April 24

Утечка заметок Вора и письма Пожарного

[Портрет] Забвённое вчера Спрятавшись в тёмном переулке, он дышал прерывисто. И всё же где-то в глубине души знал: "вчера" неизбежно исчезнет, так же как и шрамы, что остались на нём.

Кричер Пирсон: Полевые заметки следствия I

Имя Кричера Пирсона впервые всплывает в переписке, связанной с передачей приюта под попечение Церкви. Так называемый «благотворитель», приближённый отца Дьюка, отнюдь не пребывал в неведении относительно истинных целей превращения приюта. Однако Пирсон был не тщеславным торговцем и не праздным аристократом — за его внешним образом скрывалась история, полная тайн и недомолвок.

Кричер Пирсон

Официальные архивы слабо освещают происхождение Кричера Пирсона, но арестные журналы, датированные его последними днями на Уайт-Сэнд-стрит, рисуют гораздо мрачнее полотно. До своего бесшумного исчезновения Пирсон успел побывать в тюрьме. Глубокое изучение полицейских архивов Плимута выявило его давнюю связь с криминальным миром. Почти десятилетие он обитал на грани закона, снова и снова попадал за решётку — за воровство, за шантаж. Что же случилось? Какой поворот судьбы заставил его исчезнуть и начать новую жизнь в другом месте? Его личное дело в полиции содержало зловещие пометки: эгоистичен, склонен к крайностям, лжив — качества, возможно, порождённые нищетой и закалённые в подворотнях общества.
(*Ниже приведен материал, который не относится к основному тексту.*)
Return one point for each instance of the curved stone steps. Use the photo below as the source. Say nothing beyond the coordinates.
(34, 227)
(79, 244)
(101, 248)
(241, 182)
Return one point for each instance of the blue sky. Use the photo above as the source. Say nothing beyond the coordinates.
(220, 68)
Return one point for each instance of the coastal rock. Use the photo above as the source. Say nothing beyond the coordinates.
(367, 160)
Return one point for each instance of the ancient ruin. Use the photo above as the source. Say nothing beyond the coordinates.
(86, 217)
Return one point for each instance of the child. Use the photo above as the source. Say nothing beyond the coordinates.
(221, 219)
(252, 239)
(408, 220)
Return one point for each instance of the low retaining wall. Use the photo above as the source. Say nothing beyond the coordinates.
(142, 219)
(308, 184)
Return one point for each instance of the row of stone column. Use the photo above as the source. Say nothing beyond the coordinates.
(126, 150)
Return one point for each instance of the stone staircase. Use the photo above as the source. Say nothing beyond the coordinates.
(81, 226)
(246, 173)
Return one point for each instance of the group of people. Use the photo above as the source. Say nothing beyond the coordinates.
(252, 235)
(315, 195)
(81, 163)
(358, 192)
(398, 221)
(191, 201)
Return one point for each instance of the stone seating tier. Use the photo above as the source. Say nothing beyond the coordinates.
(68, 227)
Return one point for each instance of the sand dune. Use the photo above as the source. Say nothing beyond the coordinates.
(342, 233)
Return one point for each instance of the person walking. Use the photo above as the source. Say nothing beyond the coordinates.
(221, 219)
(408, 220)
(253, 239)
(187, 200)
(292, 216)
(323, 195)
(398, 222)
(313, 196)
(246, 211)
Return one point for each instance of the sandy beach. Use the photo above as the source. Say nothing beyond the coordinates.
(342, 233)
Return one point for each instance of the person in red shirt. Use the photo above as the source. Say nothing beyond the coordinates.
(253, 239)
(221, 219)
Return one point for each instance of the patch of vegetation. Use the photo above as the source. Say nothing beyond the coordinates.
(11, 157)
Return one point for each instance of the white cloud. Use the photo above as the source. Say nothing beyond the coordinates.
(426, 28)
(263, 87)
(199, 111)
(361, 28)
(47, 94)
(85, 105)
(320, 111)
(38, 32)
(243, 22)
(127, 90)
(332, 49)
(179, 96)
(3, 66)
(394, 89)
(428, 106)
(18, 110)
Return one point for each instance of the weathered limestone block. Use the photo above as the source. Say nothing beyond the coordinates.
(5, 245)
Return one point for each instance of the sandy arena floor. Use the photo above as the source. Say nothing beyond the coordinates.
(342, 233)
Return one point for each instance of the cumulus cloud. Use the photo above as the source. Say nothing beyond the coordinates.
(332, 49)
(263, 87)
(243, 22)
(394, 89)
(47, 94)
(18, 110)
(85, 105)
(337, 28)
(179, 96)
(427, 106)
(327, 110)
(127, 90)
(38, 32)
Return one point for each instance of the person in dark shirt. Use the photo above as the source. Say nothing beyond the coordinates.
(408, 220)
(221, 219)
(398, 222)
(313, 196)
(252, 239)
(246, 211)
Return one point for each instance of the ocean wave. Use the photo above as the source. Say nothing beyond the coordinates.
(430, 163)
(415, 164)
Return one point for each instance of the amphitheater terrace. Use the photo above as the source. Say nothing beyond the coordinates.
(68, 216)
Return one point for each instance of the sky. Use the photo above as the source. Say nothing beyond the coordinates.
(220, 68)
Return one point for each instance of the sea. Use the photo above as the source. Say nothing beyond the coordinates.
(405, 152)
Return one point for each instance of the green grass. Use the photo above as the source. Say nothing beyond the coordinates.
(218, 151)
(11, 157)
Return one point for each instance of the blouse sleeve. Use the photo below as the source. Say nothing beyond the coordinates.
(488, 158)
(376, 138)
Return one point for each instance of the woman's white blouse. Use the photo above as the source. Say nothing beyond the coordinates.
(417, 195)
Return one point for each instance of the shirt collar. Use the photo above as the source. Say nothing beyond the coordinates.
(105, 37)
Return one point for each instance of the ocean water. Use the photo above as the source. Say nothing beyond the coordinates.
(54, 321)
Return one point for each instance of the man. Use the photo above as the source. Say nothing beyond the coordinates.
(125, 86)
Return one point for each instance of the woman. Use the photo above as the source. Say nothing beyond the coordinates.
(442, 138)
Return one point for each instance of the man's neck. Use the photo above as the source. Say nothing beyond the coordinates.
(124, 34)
Моё расследование привело меня в Плимут — портовый город, кипящий переменами, спорами и торговлей. На улицах суетились щеголеватые купцы, измотанные рабочие и пьяницы. Но мой путь лежал дальше — в трущобы, где обветшавшие кирпичи и перекошенные балки скрывали целый мир. Здесь, где каждый день — борьба за выживание, за «интервью» часто просили плату. Но плата открывала рты: люди делились сведениями охотно, особенно с бродячим журналистом.

Утро шло на убыль, и находок было немного — пока я не услышала странную речёвку, доносившуюся из узкого переулка. Сначала я приняла её за детский стишок, но вскоре поняла: это была ритмическая считалка, возможно, своеобразный «код» уличных банд. Я слышала о таких подростках и их подозрительных досье. Судя по всему, Пирсон знал эти улицы задолго до своих дней на Уайт-Сэнд-стрит. Быть может, и сам когда-то был одним из них?

(... Один взмах — пьяница свет прячет, уголь гремит — и телега мчится. Два взмаха — старик спешно пятится, спотыкается, штанина рвётся. Три — и часы в кармане, как клад, он кашляет, хвастается, плачет: «Сэр, мэм, прошу вас, помогите — мать моя кашляет, крысы грызут!» Четыре — колокол час отбивает, камень со свистом в стену летит... ...)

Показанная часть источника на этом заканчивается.